Power Efficient Random Access for Massive NB-IoT Connectivity

Abstract

Sensors enabled Internet of things (IoT) has become an integral part of the modern, digital and connected ecosystem. Narrowband IoT (NB-IoT) technology is one of its economical versions preferable when low power and resource limited sensors based applications are considered. One of the major characteristics of NB-IoT technology is its offer of reliable coverage enhancement (CE) which is achieved by repeating the transmission of signals. This repeated transmission of the same signal challenges power saving in low complexity NB-IoT devices. Additionally, the NB-IoT devices are expected to suffer from congestion due to simultaneous random access procedures (RAPs) from an enormous number of devices. Multiple RAP reattempts would further reduce the power saving in NB-IoT devices.

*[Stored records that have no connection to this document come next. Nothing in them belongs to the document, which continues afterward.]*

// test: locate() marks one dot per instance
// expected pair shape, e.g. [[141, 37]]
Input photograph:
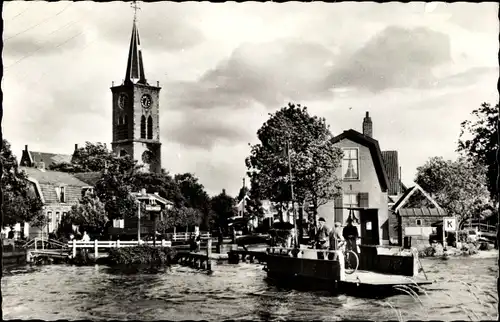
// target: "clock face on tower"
[[122, 101], [147, 156], [146, 101]]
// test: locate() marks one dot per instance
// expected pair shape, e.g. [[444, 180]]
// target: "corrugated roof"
[[49, 158], [422, 212], [53, 177], [90, 178], [392, 169]]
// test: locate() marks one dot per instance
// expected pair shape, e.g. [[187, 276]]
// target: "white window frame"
[[358, 164], [345, 212]]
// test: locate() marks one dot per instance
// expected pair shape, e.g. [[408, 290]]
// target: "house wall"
[[419, 233], [394, 228], [368, 183]]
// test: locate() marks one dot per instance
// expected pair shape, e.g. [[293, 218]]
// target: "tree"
[[195, 196], [20, 202], [291, 133], [479, 142], [89, 214], [115, 186], [242, 193], [459, 187], [223, 207]]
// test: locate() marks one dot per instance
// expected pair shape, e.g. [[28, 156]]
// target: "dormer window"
[[87, 192], [350, 164], [61, 194]]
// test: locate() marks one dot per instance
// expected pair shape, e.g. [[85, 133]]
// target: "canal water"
[[464, 290]]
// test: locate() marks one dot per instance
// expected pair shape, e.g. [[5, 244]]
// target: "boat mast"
[[292, 195]]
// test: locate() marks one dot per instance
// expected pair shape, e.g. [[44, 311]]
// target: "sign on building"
[[153, 207], [449, 224]]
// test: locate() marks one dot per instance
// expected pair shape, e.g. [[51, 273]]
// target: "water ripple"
[[233, 292]]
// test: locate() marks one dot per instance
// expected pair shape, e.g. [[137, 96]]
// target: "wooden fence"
[[96, 244]]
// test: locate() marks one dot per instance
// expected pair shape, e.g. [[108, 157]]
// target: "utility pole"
[[498, 205], [139, 223], [292, 195], [244, 195]]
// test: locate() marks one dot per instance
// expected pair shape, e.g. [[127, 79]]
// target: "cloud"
[[203, 129], [394, 58], [24, 45], [268, 73], [166, 28]]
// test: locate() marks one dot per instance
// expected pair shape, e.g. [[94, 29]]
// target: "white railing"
[[96, 244], [186, 236], [45, 243]]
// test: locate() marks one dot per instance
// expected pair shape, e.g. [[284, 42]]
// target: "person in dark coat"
[[336, 240], [351, 235]]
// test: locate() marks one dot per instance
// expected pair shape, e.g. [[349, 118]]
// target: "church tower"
[[136, 119]]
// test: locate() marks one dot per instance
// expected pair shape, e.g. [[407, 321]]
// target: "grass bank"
[[138, 255], [141, 255], [463, 249]]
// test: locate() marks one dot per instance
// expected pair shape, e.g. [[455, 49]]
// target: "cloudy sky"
[[418, 69]]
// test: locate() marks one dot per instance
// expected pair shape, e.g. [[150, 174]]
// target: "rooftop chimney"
[[367, 125], [40, 165]]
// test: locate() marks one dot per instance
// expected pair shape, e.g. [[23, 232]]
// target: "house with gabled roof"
[[369, 176], [415, 217], [58, 191]]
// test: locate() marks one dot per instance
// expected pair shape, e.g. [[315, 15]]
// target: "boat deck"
[[367, 278]]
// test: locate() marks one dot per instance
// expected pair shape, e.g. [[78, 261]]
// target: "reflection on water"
[[234, 292]]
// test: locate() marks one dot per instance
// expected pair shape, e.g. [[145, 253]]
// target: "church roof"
[[90, 178], [48, 158], [135, 67]]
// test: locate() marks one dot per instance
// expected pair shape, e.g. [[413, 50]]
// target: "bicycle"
[[351, 259]]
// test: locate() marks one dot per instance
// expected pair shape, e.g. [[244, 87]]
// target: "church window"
[[150, 128], [143, 127]]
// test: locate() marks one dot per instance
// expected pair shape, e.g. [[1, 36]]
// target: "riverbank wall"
[[14, 258]]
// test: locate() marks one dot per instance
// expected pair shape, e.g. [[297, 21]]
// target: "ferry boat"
[[379, 269]]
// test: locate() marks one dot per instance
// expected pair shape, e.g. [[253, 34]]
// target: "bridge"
[[52, 249], [46, 248]]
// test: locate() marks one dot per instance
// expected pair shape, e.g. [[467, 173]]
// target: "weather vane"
[[136, 7]]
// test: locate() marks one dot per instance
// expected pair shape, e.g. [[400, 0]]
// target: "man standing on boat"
[[322, 237], [351, 235], [336, 240]]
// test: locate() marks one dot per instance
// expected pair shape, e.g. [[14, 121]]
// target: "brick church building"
[[136, 132]]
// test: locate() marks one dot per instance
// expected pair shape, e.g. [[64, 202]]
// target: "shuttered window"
[[349, 200], [338, 212], [350, 164], [363, 199]]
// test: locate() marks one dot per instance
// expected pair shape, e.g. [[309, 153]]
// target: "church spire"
[[135, 67]]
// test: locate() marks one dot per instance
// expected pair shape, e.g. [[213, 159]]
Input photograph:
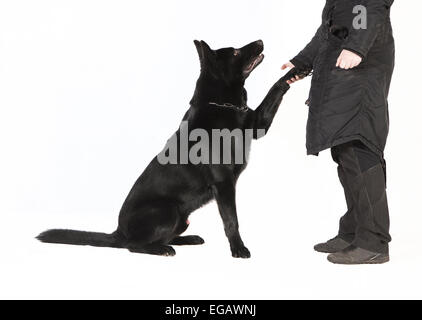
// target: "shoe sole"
[[379, 260]]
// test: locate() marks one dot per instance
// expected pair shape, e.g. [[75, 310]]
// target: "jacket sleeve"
[[360, 41], [305, 58]]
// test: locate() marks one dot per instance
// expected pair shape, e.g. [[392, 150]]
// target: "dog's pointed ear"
[[205, 53], [198, 46]]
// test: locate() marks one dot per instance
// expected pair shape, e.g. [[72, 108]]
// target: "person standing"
[[352, 58]]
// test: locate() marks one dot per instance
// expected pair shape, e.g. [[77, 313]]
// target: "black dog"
[[156, 210]]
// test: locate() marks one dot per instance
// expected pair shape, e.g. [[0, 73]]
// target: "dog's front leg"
[[225, 195], [265, 113]]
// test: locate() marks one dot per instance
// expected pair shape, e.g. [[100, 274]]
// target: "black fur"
[[157, 208]]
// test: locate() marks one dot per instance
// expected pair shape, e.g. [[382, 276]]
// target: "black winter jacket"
[[346, 105]]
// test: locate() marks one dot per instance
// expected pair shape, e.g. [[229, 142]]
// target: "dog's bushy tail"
[[81, 238]]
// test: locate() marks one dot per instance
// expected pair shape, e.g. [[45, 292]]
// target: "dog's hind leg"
[[187, 241]]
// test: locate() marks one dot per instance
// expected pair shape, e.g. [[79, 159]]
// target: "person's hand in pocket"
[[348, 60]]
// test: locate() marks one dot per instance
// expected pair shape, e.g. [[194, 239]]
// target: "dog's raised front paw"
[[241, 252]]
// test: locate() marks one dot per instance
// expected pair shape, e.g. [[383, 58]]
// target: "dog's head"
[[229, 64]]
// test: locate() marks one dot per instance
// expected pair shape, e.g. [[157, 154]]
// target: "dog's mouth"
[[255, 63]]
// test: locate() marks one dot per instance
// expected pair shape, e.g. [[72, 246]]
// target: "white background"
[[90, 91]]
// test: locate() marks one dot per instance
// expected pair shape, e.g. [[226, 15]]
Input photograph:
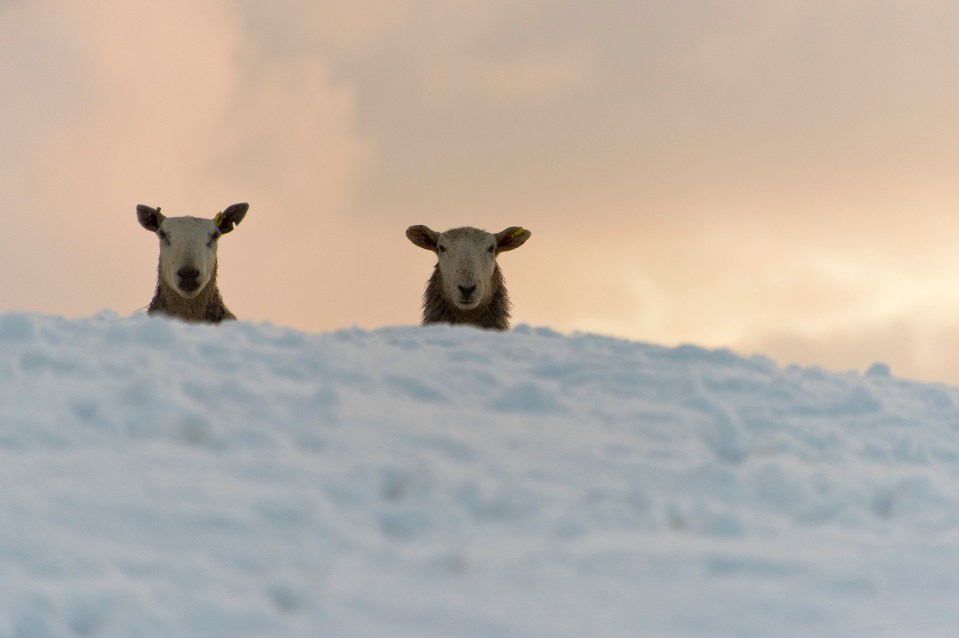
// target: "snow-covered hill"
[[159, 479]]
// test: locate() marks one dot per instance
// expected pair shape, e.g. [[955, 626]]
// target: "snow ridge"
[[161, 479]]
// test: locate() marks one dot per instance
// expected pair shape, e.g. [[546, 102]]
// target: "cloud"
[[140, 104]]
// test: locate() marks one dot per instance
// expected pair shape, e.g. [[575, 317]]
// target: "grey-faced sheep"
[[186, 272], [467, 285]]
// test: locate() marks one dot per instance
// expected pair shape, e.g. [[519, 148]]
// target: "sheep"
[[186, 271], [467, 285]]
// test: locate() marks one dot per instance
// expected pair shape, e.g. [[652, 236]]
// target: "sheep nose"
[[188, 273]]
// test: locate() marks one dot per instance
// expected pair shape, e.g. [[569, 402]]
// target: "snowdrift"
[[160, 479]]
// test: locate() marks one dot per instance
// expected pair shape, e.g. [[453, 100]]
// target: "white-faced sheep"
[[467, 285], [186, 272]]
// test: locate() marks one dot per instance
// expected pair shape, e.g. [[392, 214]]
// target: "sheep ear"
[[423, 236], [231, 216], [149, 218], [512, 237]]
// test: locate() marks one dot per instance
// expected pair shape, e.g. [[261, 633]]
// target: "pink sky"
[[773, 177]]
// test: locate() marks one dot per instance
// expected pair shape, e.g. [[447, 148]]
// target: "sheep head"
[[467, 259], [188, 245]]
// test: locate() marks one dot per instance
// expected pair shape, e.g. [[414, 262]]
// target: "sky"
[[775, 177]]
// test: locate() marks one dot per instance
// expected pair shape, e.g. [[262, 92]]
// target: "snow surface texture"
[[159, 479]]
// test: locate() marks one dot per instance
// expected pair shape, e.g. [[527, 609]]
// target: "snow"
[[160, 479]]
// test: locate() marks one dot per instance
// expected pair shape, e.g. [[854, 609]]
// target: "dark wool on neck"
[[494, 313], [206, 307]]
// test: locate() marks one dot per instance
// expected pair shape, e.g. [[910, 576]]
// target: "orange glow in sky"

We propose a novel power efficient RAP (PE-RAP) for reducing power consumption of NB-IoT devices in a highly congested environment. The existing RAP do not differentiate the failures due to poor channel conditions or due to collision. After the RAP failure either due to collision or poor channel, the devices can apply power ramping or can transit to a higher CE level with higher repetition configuration. In the proposed PE-RAP, the NB-IoT devices can re-ascertain the channel conditions after an RAP attempt failure such that the impediments due to poor channel are reduced. The power increments and repetition enhancements are applied only when necessary. We probabilistically obtain the chances of RAP reattempts. Subsequently, we evaluate the average power consumption by devices in different CE levels for different repetition configurations. We validate our analysis by simulation studies.